Here we found another type of wind guarding Japan–a wind created from the shuffle of paperwork that I thought might blow us back to Guam.


Upon arrival, the coast guard directed us to a tug basin and told us in halting English to wait for “our agent,” a Mr. Kinjo. Mega-yachts love these agent fellows because they act as translators and deftly navigate through a cumbersome entry process. But they don’t come cheap and our budget doesn’t accommodate such luxuries.

Mr. Kinjo arrived by boat. Seeing he was an agent, I expected he would speak English, but nary a recognizable word fell from his lips. I tried to explain that I did not require his services. Nevertheless, he began rapid firing information through cell phones in each hand.

Customs arrived, all three of them in shiny caps and epaulettes. I filled out a mountain of paperwork, in triplicate without carbons, listing our last 10 ports of call, exact dates of arrival and departure, all future ports of call with specific dates, and personal details sufficient to write a biography.


Then Quarantine arrived, and again the forms flew about the cabin like leaves in an autumn wind. The Coast Guard required the cubic equivalent of War and Peace in paperwork, then Mr. Kinjo huddled us into a car and raced us off to Immigration. Fingerprinted, photographed, and visas in hand, we then dropped copies of each bureaucracy’s papers to the others.

I go almost epileptic when faced with uniforms, stamps, and unnecessary layers of rules and regulations. Nevertheless, I kept smiling, bit my lip, and hummed, “We are sailing, we are sailing, across the waters, to be free.”

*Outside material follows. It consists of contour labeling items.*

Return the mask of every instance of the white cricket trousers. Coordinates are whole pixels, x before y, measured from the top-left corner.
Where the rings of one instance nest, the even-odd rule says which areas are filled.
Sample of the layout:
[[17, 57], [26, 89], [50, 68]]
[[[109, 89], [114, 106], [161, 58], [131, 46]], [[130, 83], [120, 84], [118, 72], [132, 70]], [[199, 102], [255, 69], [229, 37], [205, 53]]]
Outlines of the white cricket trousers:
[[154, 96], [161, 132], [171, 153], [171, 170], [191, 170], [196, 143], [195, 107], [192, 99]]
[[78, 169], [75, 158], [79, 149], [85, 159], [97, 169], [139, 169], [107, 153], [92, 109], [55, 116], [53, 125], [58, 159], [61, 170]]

Japan has “Open” ports and “Closed” ports. The problem is no one could furnish us with a list of which are what. We entered at Naha because it is “Open,” but one cannot stay there. At Mr. Kinjo’s suggestion, in the morning we sailed for Ginowan Marina, five miles to the north. He met us by boat at the rain-swept entrance and guided us in.


There, lined up on the dock, each waiting their turn, was Customs, Animal Quarantine, et al. I groaned out-loud. One paper stated that the captain of any foreign-flagged vessel that enters a “Closed” port without prior written permission will be subject to 1 million-yen fine, two years imprisonment, and the confiscation of his boat. Then we were told that Ginowan was a “Closed” port. As the sweat broke on my brow I started to calculate just what 1 million yen meant in greenbacks.

Mr. Kinjo came to the rescue by rushing us to yet another office, Okinawa Development Marine Transport Agency, where we retroactively applied for permission to enter Ginowan.

I only mention this in such detail to describe my state of mind when we first broke through the rice-paper wall and got to actually see Japan. I went from wanting to head out for the open sea to being willing to endure this process on a weekly basis, all within four hours.


Mr. Kinjo, twin cell-phones blazing, took us on a whirlwind tour of Naha. In a bustling open market we puzzled over indistinguishable foods such as stacks of dried sea snake. In the traditional fabric section, a smiling clerk insisted on dressing Diana in the full kimono regalia. Diana swooned, delirious with delight, down the narrow lanes of the ancient pottery-making district. I felt a mild form of delirium myself after our tour of the Awamori (rice whiskey) distillery. (Hey, that’s part of the culture too.) And we both marveled at the elegant simplicity, yet grand scale of the ancient Shurijo Castle.

Simply put, already Japan appeared as astonishing, diverse, demanding, and rich with potential, and we had hardly been out of sight of the boat.

By the way, Mr. Maseo Kinjo is not an agent in the professional sense. He asks nothing for the indefatigable services he has rendered. He just loves sailing and likes sailors, and took it upon himself to help us get our feet planted upon this most amazing of lands.